Jay Carmony 01/17/07 Healing Gardens: Winter
Reflective Writing 1
1. Compare the descriptions of ecosystems or zones in each text:
So far as I can tell the names of zones are based off of current plant types (Deur & Turner) and climax communities (Kruckeberg).
2. Discuss your understanding of relationships between natural systems and cultural systems in the Northwest:
Two cultural views that interact with the natural systems are 1) western and 2) first peoples. The former seems to carry its historical views with it- not only view but the ways and like of how society should interact with its place. Westerners seem to want to eat Cole crops, export resources unsustainably, exterminate and assimilate anyone who is different and then move on to a new place when these resources are gone. The latter are peoples who had no going back- they survived without lines back to the “east”- yes they traded, but to the extent of helping their own and mostly on a level where they could sustain their resources as this was the key to survival.
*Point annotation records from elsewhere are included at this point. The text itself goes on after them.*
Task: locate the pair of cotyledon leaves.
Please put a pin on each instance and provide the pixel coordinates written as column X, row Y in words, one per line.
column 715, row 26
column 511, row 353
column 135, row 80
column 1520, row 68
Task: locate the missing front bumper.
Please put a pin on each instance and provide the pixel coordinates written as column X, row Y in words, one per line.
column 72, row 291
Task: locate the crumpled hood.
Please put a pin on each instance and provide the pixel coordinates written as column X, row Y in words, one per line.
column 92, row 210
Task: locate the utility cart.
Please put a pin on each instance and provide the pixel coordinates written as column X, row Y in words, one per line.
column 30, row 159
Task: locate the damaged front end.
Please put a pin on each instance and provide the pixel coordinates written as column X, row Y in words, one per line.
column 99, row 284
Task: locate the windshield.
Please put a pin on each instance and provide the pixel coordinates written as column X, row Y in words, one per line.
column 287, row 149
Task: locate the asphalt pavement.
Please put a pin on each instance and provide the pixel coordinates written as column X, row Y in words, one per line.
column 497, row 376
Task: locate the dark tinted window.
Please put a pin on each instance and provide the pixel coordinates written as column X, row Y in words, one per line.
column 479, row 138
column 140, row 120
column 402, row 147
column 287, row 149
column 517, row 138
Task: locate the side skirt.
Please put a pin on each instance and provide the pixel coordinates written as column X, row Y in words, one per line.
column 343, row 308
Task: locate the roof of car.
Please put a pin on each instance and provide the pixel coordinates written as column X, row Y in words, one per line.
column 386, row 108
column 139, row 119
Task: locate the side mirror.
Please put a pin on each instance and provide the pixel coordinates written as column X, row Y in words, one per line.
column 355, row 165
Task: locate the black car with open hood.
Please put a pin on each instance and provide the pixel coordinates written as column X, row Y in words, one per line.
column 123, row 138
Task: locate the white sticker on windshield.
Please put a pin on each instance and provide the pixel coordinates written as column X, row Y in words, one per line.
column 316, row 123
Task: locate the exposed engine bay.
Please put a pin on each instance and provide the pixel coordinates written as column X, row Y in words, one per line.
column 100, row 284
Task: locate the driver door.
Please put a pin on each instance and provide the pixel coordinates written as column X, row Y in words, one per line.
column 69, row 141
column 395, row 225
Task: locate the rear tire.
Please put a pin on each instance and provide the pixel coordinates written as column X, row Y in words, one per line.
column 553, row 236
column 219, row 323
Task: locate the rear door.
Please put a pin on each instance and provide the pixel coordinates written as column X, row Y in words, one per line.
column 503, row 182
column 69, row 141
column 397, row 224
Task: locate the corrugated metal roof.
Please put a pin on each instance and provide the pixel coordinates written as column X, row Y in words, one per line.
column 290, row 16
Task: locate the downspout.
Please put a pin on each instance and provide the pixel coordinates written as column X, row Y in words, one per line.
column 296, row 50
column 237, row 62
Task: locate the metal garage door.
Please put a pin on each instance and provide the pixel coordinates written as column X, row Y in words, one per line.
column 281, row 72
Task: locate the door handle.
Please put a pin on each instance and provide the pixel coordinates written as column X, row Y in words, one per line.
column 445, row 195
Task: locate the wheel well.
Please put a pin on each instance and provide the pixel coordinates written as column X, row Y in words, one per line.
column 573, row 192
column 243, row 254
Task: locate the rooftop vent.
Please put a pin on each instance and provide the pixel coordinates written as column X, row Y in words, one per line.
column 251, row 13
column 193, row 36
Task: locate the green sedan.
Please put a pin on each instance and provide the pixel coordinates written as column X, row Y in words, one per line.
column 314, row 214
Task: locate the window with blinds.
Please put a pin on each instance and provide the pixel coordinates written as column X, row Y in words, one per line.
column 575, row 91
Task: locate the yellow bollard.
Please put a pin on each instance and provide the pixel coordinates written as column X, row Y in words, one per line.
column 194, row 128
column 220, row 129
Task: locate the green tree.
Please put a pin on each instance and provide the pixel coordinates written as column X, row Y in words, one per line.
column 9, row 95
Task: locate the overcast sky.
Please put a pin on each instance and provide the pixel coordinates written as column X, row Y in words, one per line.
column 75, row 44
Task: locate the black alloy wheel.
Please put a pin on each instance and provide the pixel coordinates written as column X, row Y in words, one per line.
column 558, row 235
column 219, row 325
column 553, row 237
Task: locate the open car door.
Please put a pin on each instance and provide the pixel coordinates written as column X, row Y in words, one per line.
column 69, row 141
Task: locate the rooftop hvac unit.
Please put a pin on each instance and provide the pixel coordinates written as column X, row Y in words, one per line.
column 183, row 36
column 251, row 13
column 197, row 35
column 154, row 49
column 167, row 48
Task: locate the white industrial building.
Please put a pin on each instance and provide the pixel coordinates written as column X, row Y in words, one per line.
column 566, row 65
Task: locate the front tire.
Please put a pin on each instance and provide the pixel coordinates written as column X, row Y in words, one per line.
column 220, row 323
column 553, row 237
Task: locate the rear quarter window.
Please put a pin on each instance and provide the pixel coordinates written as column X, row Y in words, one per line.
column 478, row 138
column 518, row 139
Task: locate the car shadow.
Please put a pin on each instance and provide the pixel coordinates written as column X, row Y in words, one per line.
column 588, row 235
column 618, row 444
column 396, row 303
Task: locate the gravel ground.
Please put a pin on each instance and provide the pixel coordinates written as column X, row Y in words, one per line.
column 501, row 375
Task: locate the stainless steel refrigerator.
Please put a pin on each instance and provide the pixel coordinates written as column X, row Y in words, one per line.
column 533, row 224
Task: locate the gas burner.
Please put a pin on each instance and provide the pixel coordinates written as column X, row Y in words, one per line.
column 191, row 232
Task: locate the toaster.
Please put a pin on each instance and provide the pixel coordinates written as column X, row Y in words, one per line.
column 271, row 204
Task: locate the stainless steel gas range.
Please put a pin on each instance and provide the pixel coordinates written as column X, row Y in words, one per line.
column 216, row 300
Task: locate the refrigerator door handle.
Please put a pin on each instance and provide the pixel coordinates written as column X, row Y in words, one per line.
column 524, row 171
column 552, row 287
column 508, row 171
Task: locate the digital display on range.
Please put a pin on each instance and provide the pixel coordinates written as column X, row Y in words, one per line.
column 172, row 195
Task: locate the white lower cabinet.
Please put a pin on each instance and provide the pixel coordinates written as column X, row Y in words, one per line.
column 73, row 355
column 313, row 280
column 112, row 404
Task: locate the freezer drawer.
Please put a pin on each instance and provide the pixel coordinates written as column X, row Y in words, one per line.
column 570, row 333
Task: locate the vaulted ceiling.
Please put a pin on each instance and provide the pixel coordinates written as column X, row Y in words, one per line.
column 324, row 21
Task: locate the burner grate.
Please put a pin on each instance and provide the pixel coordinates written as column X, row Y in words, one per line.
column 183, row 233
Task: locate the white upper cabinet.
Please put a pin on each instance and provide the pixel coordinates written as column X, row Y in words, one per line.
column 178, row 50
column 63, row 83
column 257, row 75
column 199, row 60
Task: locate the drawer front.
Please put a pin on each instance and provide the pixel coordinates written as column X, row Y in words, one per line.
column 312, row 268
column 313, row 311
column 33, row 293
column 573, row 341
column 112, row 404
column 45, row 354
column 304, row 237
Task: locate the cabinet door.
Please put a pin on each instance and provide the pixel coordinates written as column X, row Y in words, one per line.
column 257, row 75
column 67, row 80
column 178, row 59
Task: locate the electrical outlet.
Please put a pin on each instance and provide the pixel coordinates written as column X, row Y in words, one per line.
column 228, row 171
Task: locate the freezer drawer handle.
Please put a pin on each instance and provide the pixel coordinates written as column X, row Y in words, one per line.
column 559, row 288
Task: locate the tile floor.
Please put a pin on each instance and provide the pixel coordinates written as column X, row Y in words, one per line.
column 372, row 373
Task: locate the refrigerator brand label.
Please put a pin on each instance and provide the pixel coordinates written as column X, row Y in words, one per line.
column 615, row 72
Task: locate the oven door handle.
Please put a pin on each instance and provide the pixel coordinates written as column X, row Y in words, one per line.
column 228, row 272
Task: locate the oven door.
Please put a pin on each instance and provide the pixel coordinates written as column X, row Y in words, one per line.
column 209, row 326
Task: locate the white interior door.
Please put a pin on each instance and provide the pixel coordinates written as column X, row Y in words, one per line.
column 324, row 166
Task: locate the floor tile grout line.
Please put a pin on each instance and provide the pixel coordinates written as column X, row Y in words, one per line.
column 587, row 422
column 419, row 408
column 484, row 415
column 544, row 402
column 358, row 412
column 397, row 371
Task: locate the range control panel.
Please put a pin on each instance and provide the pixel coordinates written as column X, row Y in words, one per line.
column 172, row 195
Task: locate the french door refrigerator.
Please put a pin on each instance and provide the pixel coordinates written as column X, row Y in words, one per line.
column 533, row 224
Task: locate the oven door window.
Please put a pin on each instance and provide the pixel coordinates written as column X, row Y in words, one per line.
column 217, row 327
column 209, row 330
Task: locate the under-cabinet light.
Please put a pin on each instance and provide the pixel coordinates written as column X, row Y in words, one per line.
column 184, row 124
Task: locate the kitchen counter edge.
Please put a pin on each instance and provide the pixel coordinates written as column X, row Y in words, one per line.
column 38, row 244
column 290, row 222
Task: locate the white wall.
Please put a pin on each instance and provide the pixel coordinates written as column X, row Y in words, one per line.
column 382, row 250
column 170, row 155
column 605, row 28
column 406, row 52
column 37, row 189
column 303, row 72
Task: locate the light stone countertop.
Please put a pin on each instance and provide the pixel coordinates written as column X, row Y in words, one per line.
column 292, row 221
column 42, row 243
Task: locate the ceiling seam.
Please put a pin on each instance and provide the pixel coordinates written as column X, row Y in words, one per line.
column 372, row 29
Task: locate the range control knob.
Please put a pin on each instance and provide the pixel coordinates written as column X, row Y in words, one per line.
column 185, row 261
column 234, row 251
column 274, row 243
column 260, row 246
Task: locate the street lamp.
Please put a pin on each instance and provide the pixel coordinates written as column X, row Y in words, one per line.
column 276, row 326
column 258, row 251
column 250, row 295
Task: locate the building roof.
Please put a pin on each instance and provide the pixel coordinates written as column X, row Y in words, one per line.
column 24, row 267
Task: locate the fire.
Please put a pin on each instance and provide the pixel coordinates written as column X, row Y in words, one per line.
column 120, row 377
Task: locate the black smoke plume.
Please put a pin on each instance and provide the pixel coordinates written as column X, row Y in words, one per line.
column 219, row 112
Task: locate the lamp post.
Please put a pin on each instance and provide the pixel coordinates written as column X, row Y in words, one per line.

Ecosystems where manipulated but as a whole- apparently they new that mimicking natural disturbances could yield more than planting and gowning crops and animals that where not native.
Natural systems interact with one another in many ways: ever changing and ever responding to change. This lends diversity- disturbance does not a have a negative connotation with in the natural world. It is what drives life to change and diversify - to run against entropy. The world is connected by a web- all abiotic and biotic factors- subterranean, atmospheric, terrestrial, oceanic, and aquatic with all the ecotones between.
3. List the plants you can identify:
Douglas fir, Western Red Cedar, Western Hemlock, Red Alder, Bigleaf Maple, Vine Maple, Grand fur, Pacific Silver Fur, Alaskan Yellow Cedar, Lodgepole Pine, Cascara, Red Huckleberry, Alaskan Huckleberry, Evergreen Huckleberry, Trailing Blackberry, Bracken Fern, Licorice fern, Nettle
4. List some ideas you’ve gained through reading and Saturday activities that you could apply to the work on a habitat at TESC Longhouse Garden:
Some plants need disturbance- like fire- I have witnessed how fire changes a system. I wonder if this could be applied in the areas of dry forest and grassland to better suit the soil for the desired plants to be grown?
Perhaps a soil test of the medicinal beds is appropriate- maybe for the grounds as a whole and parts? – at least determining what the clay/sand/loam class is…
Mushroom logs?
Margins yield diversity and allow for boundaries of ecosystems.
Plants come in communities: under story/canopy, succession stages, ecotones…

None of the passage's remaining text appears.